Non so se sia mai esistita un’età dell’oro della critica militante (o di qualsiasi altra cosa), sta di fatto che questi sono davvero tempi difficili per chi intenda davvero farla, la critica. Cioè per chi voglia discriminare, perché è poi questo che la critica deve saper fare: dire, magari azzardando, questo è buono e questo no. E invece i tempi, l’invasività del mercato, l’ossessione editoriale del fatturato, impongono altro.
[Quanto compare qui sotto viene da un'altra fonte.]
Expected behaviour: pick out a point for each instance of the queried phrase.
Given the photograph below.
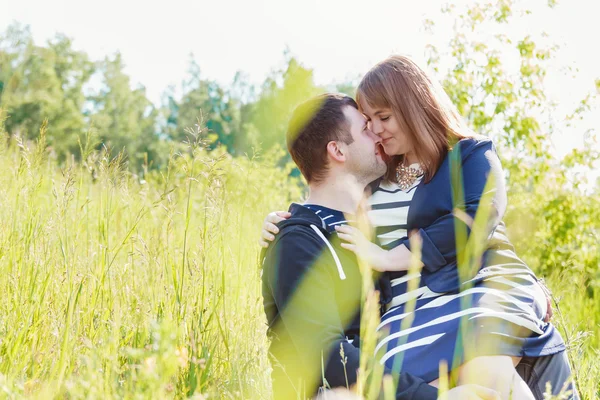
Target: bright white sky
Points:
(339, 39)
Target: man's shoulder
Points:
(294, 240)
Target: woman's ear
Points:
(336, 151)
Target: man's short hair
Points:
(315, 123)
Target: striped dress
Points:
(494, 315)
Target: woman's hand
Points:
(269, 227)
(369, 252)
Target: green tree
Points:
(43, 82)
(281, 93)
(497, 83)
(124, 119)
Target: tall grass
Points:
(114, 285)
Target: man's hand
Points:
(470, 392)
(269, 227)
(370, 253)
(548, 293)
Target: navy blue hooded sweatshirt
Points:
(311, 294)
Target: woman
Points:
(484, 318)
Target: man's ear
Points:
(336, 151)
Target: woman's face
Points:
(383, 123)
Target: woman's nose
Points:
(376, 128)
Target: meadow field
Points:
(115, 285)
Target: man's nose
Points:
(374, 137)
(377, 128)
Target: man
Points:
(311, 285)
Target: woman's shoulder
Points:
(474, 143)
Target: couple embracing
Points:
(403, 146)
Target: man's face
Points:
(363, 159)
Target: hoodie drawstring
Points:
(333, 253)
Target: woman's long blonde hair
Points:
(421, 107)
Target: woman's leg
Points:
(498, 373)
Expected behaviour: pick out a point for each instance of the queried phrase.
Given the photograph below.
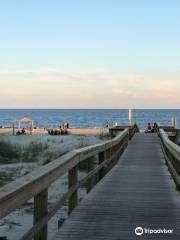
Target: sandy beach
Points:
(40, 131)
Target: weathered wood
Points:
(139, 191)
(91, 180)
(101, 158)
(40, 211)
(29, 185)
(173, 148)
(36, 184)
(73, 180)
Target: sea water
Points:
(89, 118)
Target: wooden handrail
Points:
(36, 183)
(172, 155)
(173, 148)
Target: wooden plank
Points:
(15, 194)
(139, 191)
(73, 180)
(40, 211)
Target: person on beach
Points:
(23, 131)
(149, 128)
(155, 127)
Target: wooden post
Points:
(72, 180)
(130, 116)
(90, 167)
(41, 210)
(13, 129)
(101, 160)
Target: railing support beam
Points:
(40, 210)
(73, 180)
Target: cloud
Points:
(90, 88)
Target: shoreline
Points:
(71, 131)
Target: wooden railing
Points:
(172, 155)
(35, 184)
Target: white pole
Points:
(130, 116)
(174, 122)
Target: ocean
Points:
(89, 118)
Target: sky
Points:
(90, 54)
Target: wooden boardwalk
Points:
(137, 192)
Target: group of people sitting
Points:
(152, 128)
(22, 132)
(62, 130)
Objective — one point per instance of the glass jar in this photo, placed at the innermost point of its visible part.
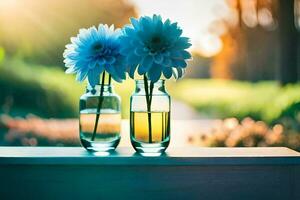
(104, 136)
(150, 126)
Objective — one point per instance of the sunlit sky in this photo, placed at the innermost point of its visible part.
(194, 17)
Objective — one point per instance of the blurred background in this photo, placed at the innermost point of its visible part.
(241, 88)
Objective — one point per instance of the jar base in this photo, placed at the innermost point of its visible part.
(150, 148)
(96, 146)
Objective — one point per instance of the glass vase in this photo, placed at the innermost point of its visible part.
(103, 135)
(150, 125)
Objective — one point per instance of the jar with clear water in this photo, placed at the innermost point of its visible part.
(103, 135)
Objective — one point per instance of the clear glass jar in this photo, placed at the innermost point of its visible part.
(106, 136)
(150, 127)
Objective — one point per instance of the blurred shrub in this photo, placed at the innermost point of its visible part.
(247, 133)
(266, 101)
(38, 31)
(45, 91)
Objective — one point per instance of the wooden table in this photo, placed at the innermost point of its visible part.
(182, 173)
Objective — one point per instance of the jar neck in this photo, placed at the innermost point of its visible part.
(95, 90)
(158, 87)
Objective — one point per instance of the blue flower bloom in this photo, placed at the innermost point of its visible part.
(94, 51)
(154, 47)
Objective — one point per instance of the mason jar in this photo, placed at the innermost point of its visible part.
(100, 118)
(150, 125)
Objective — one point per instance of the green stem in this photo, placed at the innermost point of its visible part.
(148, 100)
(100, 100)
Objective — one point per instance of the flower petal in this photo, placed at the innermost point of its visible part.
(167, 71)
(158, 58)
(145, 65)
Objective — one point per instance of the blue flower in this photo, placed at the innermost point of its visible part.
(154, 47)
(94, 51)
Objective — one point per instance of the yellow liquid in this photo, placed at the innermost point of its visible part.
(160, 126)
(109, 126)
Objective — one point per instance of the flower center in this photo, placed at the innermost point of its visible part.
(97, 48)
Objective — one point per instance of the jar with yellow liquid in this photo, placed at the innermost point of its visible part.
(150, 118)
(100, 118)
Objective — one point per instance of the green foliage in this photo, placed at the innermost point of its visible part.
(40, 90)
(38, 31)
(45, 91)
(265, 101)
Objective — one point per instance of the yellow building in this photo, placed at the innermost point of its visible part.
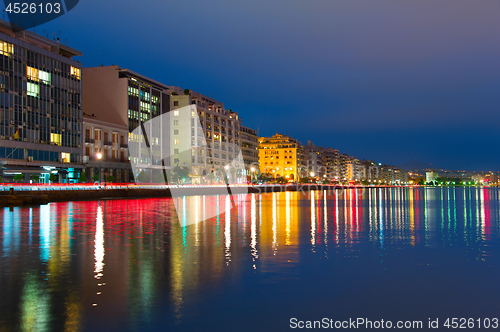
(278, 156)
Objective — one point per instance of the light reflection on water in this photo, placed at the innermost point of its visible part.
(128, 265)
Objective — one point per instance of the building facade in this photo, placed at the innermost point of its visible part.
(250, 149)
(279, 156)
(206, 138)
(109, 141)
(119, 98)
(40, 108)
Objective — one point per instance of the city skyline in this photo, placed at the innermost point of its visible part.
(415, 85)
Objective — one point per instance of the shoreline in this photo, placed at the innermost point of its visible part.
(35, 197)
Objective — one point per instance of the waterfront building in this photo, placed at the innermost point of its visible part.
(120, 98)
(431, 176)
(40, 107)
(250, 149)
(108, 140)
(280, 155)
(206, 139)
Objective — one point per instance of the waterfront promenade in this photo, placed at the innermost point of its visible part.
(18, 195)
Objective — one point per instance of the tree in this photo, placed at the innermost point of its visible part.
(83, 177)
(53, 178)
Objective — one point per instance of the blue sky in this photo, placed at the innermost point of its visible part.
(391, 81)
La responsabilità di questa situazione non si può addebitare esclusivamente all’editoria o all’industria culturale nel suo complesso. Direi che qualche colpa, se di colpa si può parlare, ce l’hanno pure i critici, che a un bel momento si sono ritirati, hanno appeso le “armi” al chiodo, hanno smesso di utilizzare degli strumenti comprensibili e visibili, muovendosi soltanto sulla base di chissà quale gusto personale e personalistico. Oppure hanno deciso che il posto giusto è la Rete, che lì c’è la democrazia, ecc. ecc., con il rischio di trasformare la critica in puro e semplice mestiere della polemica (uno degli svaghi maggiormente praticati su Internet).
L’altra “colpa” va individuata nell’anti-intellettualismo diffuso anche tra chi opera in campo intellettuale: si fanno spallucce davanti a qualche citazione, si arriva alla presunzione di poter fare a meno della critica, perché non c’è più bisogno di mediazioni, basta parlare direttamente al pubblico, ai lettori, magari sempre in Rete.

Una pia illusione, per prima cosa perché viviamo in un mondo che delle mediazioni non può fare a meno, ma soprattutto perché si confonde la ricezione di un’opera con il suo consumo. Circostanza quanto mai pericolosa, perché vuol dire che l’ideologia del mercato ha stravinto anche nella mente di chi è convinto di non condividerla.